Prime Minister Lee Hsien Loong was explaining the Government's decision not to repeal section 377(A) of the Penal Code, even as it introduced to Parliament recently a raft of proposed changes to that law.
He was responding to a question from a Law undergraduate, who said she was concerned about the kind of image Singapore's stand on this issue left on foreigners, including the talent that it wished to draw here.
Mr Lee said in reply: 'If everybody felt like you in Singapore...we could change 377A and we would de-criminalise gay sex.
'But the fact is many people in Singapore feel passionately to the contrary to the point of view which you have argued. And you have to take cognizance of that.'
He said that the Government's view was that it should not push forward on this issue but follow along as societal views shifted.
'And as of today my judgment is the society is comfortable with our position. Leave the clause' he said.
Sharing his own views on homosexuality, he said it seemed to him that it was a trait people were born with.
He stressed, however, that that did not mean gays should set the tone here.

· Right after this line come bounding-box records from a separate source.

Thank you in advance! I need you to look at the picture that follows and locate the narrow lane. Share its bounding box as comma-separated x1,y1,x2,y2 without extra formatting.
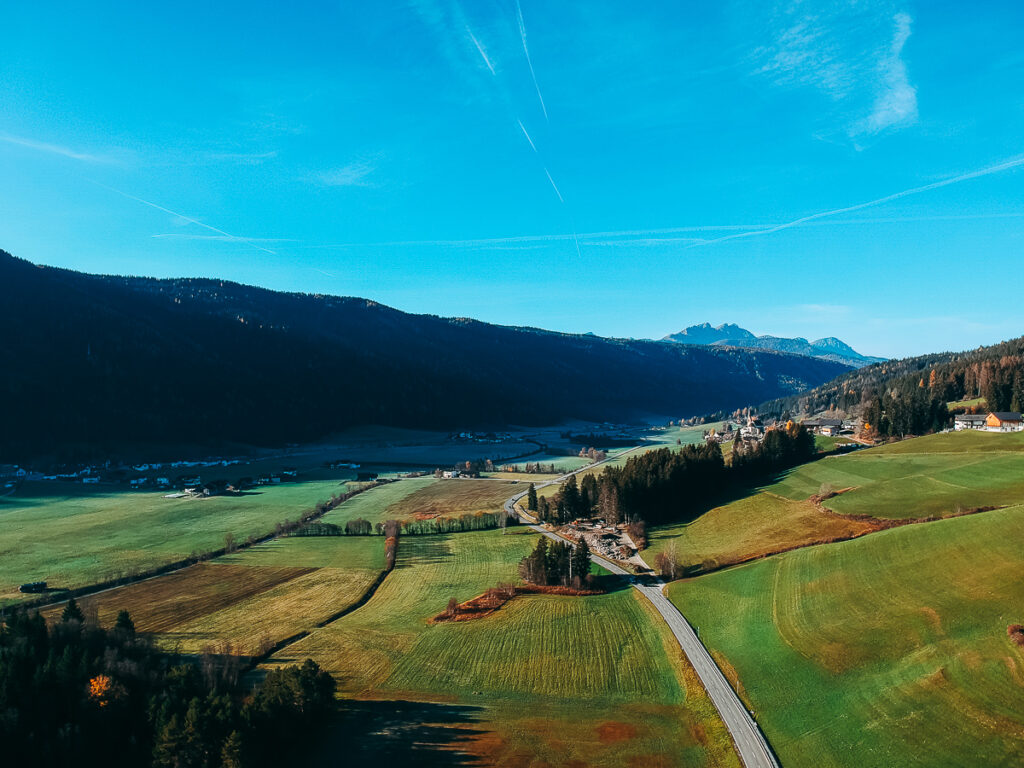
505,446,779,768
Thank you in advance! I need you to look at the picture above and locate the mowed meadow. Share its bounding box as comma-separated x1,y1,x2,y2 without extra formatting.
668,506,1024,768
43,537,384,656
644,432,1024,570
324,477,525,525
268,529,737,766
0,479,356,606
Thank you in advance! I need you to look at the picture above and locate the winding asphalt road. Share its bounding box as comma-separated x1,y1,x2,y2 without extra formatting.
505,446,779,768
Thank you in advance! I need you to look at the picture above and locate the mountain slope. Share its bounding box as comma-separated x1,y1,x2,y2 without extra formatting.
759,337,1024,421
662,323,885,368
0,252,844,460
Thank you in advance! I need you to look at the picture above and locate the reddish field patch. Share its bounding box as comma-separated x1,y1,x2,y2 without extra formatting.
597,722,637,744
1007,624,1024,646
43,563,315,633
430,584,603,624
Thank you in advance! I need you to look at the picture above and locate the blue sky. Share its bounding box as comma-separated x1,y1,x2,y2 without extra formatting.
0,0,1024,355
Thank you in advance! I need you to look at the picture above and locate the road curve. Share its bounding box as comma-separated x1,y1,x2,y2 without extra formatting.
505,454,779,768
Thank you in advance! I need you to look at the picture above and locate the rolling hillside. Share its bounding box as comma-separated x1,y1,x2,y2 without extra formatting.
0,251,846,461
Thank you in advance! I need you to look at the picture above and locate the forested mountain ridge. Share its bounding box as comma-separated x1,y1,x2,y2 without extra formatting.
758,337,1024,435
0,251,845,460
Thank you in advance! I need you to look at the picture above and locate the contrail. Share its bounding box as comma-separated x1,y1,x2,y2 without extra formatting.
466,25,498,76
88,179,278,256
690,157,1024,248
516,119,541,155
544,166,575,204
515,0,548,120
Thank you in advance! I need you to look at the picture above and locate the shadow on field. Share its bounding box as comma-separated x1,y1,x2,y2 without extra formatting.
395,536,454,568
306,700,484,768
587,573,633,594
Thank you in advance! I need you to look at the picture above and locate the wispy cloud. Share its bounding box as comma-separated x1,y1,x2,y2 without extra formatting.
515,0,548,120
746,0,918,141
0,134,115,163
150,234,299,244
206,150,278,165
311,163,376,186
697,157,1024,245
862,13,918,133
88,179,278,256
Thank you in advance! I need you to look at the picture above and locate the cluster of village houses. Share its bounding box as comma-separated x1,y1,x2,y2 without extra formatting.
705,411,1024,442
562,520,636,560
705,416,860,442
953,411,1024,432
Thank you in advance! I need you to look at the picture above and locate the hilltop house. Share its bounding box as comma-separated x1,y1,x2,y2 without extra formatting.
985,411,1024,432
953,414,988,432
802,419,843,437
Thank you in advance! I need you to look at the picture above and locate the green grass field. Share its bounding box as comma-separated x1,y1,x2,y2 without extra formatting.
668,507,1024,768
769,432,1024,519
324,477,525,525
0,479,345,605
271,531,737,766
643,432,1024,581
642,492,872,570
43,537,384,655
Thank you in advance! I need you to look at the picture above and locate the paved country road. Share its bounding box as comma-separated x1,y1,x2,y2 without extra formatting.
505,449,779,768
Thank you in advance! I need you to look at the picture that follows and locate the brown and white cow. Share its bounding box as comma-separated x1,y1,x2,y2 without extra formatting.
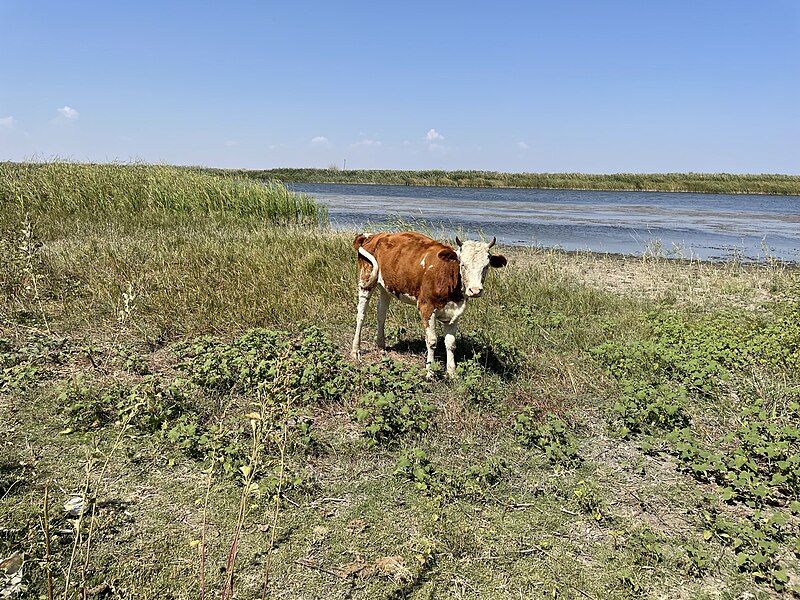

'My view is that gayness is something which is mostly inborn, some people are like that, some people are not. How they live their own lives is really for them to decide. It's a personal matter,' he said.
'I think the tone of the society should really be set by the heterosexuals and that's the way many Singaporeans feel.'
He also made clear that the issue was something Singapore would deal with on its own. It did not need foreign speakers coming here to 'add sugar and spice' to the debate.
He was referring to a recent decision by the Police to cancel the permit for Canadian academic Douglas Sanders to speak in Singapore on the subject.
'Within Singapore, we will have to work this out in our society, and I think that's what we will do,' he said.